EL VERDADERO FINAL DE LA ISLA DEL TESORO
(ESCRITO POR SARAH HAWKINS)
Supongo que es así como mi padre hubiera querido terminar su relato, pero tampoco en esta ocasión lo hubiera hecho contando toda la verdad. Y si, a fin de cuentas, se trata de poner en claro cuanto sucedió, sin ahorrarse ninguno de los detalles por macabros que estos sean, que no se ha ahorrado hasta ahora, hagámoslo así hasta el final. Tal vez de este modo mi padre pueda, por fin, descansar en paz.
Como bastantes licencias se ha tomado ya, me permitiréis a mí, su hija Sarah, poner el punto final a tan trágica historia, pues no puede llamarse de otro modo por más aventuras y tesoros que en ella se cuenten. Y trágica es, puesto que de los que zarparon de Bristol, apenas un puñado regresó. ¿Cómo decía aquella canción? Solo uno vivo de setenta que eran al zarpar del puerto… No lo sé, nunca me han interesado esas viejas canciones, y tampoco estoy ahora en las mejores condiciones para recordarla, ya que me encuentro aún con el vestido lleno de sangre, los labios partidos y una brecha en la frente de la que, afortunadamente, ya ha dejado de manar sangre.

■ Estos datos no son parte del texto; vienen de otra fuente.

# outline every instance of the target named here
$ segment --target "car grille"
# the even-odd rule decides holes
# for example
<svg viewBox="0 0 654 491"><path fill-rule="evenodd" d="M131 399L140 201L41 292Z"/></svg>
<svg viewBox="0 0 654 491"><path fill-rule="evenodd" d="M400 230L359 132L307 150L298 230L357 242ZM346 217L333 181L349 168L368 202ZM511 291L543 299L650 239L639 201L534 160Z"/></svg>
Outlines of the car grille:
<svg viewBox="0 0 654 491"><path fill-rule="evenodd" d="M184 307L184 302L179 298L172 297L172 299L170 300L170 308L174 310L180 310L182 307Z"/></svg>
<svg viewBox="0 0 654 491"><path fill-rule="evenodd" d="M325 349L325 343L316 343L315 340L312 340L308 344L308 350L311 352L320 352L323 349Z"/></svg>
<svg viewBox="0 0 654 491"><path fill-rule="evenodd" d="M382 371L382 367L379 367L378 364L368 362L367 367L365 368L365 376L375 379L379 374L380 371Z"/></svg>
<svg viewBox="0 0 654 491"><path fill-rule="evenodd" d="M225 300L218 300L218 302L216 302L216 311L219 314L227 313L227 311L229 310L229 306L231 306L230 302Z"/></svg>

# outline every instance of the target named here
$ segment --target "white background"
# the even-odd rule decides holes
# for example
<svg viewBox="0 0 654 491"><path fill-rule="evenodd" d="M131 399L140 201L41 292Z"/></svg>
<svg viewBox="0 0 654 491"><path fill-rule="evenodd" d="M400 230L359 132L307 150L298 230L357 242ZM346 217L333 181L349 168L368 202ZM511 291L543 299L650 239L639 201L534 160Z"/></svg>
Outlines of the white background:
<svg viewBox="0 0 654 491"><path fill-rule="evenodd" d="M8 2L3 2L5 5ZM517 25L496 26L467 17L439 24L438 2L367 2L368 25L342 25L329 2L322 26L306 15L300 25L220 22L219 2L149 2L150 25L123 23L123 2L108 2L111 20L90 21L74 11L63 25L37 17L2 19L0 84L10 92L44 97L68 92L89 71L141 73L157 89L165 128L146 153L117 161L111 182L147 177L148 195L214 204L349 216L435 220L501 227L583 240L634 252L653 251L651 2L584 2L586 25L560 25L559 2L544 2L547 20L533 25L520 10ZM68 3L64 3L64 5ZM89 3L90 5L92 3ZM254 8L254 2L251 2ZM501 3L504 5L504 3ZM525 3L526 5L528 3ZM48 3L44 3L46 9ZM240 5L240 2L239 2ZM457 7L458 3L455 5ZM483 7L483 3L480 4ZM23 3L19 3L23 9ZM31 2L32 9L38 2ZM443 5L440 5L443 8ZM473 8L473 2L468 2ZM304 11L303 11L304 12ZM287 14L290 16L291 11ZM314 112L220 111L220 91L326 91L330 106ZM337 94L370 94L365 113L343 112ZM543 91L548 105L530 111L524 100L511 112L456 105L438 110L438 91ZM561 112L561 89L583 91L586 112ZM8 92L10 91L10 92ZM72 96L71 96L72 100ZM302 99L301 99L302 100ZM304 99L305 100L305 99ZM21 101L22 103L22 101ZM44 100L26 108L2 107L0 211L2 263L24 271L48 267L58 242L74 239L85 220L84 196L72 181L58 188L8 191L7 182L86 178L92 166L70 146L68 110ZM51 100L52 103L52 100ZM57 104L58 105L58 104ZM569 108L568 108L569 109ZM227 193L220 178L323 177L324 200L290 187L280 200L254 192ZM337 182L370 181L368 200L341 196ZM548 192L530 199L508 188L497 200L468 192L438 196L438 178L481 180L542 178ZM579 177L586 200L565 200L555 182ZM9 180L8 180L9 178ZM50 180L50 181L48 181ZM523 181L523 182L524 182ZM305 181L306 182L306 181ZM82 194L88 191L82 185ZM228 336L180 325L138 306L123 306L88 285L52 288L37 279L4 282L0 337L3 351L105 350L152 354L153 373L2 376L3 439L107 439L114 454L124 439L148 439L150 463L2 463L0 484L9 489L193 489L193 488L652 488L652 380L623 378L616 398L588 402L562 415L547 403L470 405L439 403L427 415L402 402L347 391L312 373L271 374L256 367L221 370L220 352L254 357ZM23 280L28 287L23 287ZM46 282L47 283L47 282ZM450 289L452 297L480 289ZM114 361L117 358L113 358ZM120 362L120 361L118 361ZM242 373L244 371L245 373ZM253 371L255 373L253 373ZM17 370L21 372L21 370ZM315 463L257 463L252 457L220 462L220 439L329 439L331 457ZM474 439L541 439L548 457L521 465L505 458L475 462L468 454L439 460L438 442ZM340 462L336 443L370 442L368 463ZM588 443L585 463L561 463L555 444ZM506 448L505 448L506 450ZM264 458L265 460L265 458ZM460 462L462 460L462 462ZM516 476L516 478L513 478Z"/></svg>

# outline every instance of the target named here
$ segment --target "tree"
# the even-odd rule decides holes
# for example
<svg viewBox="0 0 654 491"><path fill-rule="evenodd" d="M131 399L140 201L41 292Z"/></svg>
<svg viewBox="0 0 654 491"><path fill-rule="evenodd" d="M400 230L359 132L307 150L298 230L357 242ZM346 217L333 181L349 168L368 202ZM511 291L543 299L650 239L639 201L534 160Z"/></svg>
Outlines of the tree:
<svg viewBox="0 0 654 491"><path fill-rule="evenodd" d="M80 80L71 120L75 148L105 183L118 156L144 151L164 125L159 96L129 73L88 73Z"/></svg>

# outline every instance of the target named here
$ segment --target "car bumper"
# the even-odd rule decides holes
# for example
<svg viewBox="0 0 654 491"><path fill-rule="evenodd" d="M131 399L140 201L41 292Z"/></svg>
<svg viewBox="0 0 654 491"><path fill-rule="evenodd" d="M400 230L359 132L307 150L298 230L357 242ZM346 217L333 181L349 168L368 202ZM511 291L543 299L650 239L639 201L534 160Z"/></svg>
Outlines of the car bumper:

Decía que, de ese puñado de hombres que regresó de aquella maldita isla, puede decirse que dos tampoco regresaron, o al menos no lo hicieron como se habían ido. Uno de ellos fue, como sin duda quien esté leyendo esto habrá adivinado ya, mi padre.
Ya hay luz ahí fuera, puesto que empieza a amanecer, pero el epílogo de esta historia se ha escrito hace apenas unas horas, esta misma noche. Y ya que cuanto ha sucedido, ha sucedido aquí, frente a estas hojas que narran la verdadera historia de mi padre y su fantástico viaje, he decidido terminarla contando, como él pretendía, toda la verdad.
Para no confundir a quien esto lea, si es que alguien hay con estómago suficiente para echarse a la vista tantas páginas repletas de sangre y atrocidades sin cuento y ha llegado hasta aquí, debo decir que, como hija menor de mi padre, cuidaba y velaba por él en nuestra casa solariega, atenta y solícita a cuantos cuidados requería el extraño mal que le aquejaba: apenas comía; dormía poco y entre atroces sufrimientos y gritos, presa de continuos delirios que ponían en fuga al más valiente de los hombres; su piel se tornaba amarillenta, pálida y como ajada, cual si fuese una tela vieja y gastada; sus ojos se hundían en su rostro, y su pelo, antaño rubio, hermoso y noble, era ahora una masa de grasientos cabellos largos y descuidados.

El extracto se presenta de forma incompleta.